88 Minutes

Minute seven: Oh, right, Pacino's in this movie! Minute 16: And someone wants to kill him for putting a murderer on death row. Minute 21: Wow, he's a jerk! Kind of rooting for the bad guys now. Minute 29: Wait, you want me to believe what? Minute 31: How much longer, again? Minute 34: Please, let me die.

By Alex Markerson Apr 17, 2008 7:58 PMTags
88 MinutesChris Helcermanas-Benge/TriStar Pictures

Review in a Hurry:  Minute seven: Oh, right, Al Pacino's in this movie! Minute 16: And someone wants to kill him for putting a murderer on death row. Minute 21: Wow, he's a jerk! Kind of rooting for the bad guys now. Minute 29: Wait, you want me to believe what? Minute 31: How much longer, again? Minute 34: Please, let me die.

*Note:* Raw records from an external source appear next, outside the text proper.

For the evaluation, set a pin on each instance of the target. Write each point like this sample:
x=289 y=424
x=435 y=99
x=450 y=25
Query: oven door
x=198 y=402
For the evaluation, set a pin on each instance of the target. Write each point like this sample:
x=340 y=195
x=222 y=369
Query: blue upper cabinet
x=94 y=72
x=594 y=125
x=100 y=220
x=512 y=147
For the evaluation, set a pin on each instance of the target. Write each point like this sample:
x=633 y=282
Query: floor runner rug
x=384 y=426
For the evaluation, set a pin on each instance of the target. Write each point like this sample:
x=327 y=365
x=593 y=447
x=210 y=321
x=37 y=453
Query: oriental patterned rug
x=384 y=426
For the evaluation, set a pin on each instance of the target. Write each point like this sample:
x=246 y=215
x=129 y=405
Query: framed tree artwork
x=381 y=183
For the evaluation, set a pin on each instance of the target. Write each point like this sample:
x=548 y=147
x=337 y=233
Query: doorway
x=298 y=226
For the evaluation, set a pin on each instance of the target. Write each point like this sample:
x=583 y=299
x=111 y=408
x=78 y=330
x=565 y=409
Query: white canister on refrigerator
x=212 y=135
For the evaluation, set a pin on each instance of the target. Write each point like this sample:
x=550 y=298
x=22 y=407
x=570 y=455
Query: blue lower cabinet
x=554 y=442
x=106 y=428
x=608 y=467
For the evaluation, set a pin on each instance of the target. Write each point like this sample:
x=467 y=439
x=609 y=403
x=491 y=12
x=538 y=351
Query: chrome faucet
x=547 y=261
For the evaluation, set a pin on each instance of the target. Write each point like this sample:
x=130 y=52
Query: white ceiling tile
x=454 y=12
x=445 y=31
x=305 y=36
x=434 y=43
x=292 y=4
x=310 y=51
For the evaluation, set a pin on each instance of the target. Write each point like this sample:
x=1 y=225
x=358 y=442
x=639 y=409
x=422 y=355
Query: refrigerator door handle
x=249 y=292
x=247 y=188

The Bigger Picture:  This movie is more or less in real time and absolutely phony everything else. Pacino sleepwalks through this unthrilling thriller about an FBI profiler who's getting awfully specific death threats on the day his most famous serial-killer catch (Neal McDonough) is scheduled for execution. The threats aren't very helpful, though, so there's a series of clues that—oh, wait, they don't lead anywhere, either.

88 Minutes (false advertising, this thing will cost you at least an hour-forty plus trailers, and that's if you skip the credits) is positively infested with what you might call red herrings; though, since nobody bothers to investigate most of them, they're just plain dead fish, which might be why the whole thing reeks. Great heaps of the film involve Pacino walking while shouting random names into a cell phone, which at least does put to rest the question of whether an actor of his caliber can remain engrossing while he's reading the phone book: No, he can't..

What's left is lackluster boilerplate B-movie stuff—ludicrously orchestrated frame-ups, laughable back story, clumsy attempts at poignant interludes and unintentional comedy. "I went to great lengths to set this up," says the villain, apparently sans irony despite the actual length of rope in said villain's hands at the time. Gee, thanks, but you needn't have troubled yourself. 88 Minutes is never going to have its 15.

The 180—a Second Opinion:  Well, this is a master class in how not to organize a whodunit. And if you attended with a stopwatch and some graph paper, you might be able to make an interesting chart detailing how long it took before the individual actors clearly stopped caring.